Allow for people to express their sense of loss. Yes, it is selfish if and when it goes too far but none of us but the person who is grieving is the best judge of that. When i lost my mother it was the worse time of my life, but because of her teaching and the fact that i know God for myself, i was able to get through, but it was not easy. It's still hard, at certain times it is harder than others.
It is the little things that you tend to feel the most, for me it is picking up the phone to call her only to realize that she won't be answering the call. I miss her voice, especially.
I hated people telling me i should cry or scream and holler or break down. It actually angered me that they felt that was how i should grieve the loss of my mother.
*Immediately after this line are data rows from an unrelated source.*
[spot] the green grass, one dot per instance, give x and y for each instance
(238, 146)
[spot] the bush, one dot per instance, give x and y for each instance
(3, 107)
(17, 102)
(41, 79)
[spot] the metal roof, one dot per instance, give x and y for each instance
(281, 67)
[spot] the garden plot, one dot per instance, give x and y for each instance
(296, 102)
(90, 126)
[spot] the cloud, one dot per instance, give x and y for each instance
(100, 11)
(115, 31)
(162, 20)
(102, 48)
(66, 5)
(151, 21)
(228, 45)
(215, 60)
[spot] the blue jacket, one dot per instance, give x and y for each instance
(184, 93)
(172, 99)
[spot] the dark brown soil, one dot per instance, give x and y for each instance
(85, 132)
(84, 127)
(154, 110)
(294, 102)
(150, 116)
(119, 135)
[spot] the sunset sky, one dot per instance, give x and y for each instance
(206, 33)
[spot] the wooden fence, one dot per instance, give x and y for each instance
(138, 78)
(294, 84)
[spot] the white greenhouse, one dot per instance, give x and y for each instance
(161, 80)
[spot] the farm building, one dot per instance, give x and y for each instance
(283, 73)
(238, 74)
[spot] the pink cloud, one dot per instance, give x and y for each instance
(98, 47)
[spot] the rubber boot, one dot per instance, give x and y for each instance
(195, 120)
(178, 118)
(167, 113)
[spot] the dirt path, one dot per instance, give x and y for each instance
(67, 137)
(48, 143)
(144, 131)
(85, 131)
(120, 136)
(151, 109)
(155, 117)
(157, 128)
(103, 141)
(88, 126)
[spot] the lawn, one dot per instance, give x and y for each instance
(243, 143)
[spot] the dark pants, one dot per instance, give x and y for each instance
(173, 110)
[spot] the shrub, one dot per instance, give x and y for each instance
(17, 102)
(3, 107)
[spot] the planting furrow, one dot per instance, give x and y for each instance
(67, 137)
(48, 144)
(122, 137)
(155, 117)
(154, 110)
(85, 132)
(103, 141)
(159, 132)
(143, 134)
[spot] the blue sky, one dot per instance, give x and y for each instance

But i cried, i sobbed her loss until all i could do was crawl to my bed in exhaustion.
After the confirmation of my mother's passing, i went into my bathroom laid on the floor and wept. I would accept no consoling and for my husband and children that was the difficult part for them.
I allowed myself to sob, to question why, to absorb the loss and the incredulous knowledge that my mother was dead, gone from me.
It is even harder when you have a close relationship with that loved one. In my case my mother was a single parent, my confidante, my teacher, my best friend, my sounding board, someone i trusted to be available to me no matter what occurred in my life.
Acceptance, is the ultimate achievement necessary to continue on with some normalcy, and it can be achieved. But anyone grieving over any loss in their lives has to go through what works for them.
Things that cause grief:
- Health crisis or deadly disease prognosis
- Relationship break ups or break downs
- Adultery, the discovery of cheating
- The loss of anything precious to the individual
- Betrayal of any sort
Truth is grief is necessary when we feel we have lost anything that was important to us. It is so we can begin the road to recovery, living our lives to the best of our ability, and still reminding ourselves as long as there is life, there is hope.
Having or feeling you have something worthwhile to live for makes all the difference.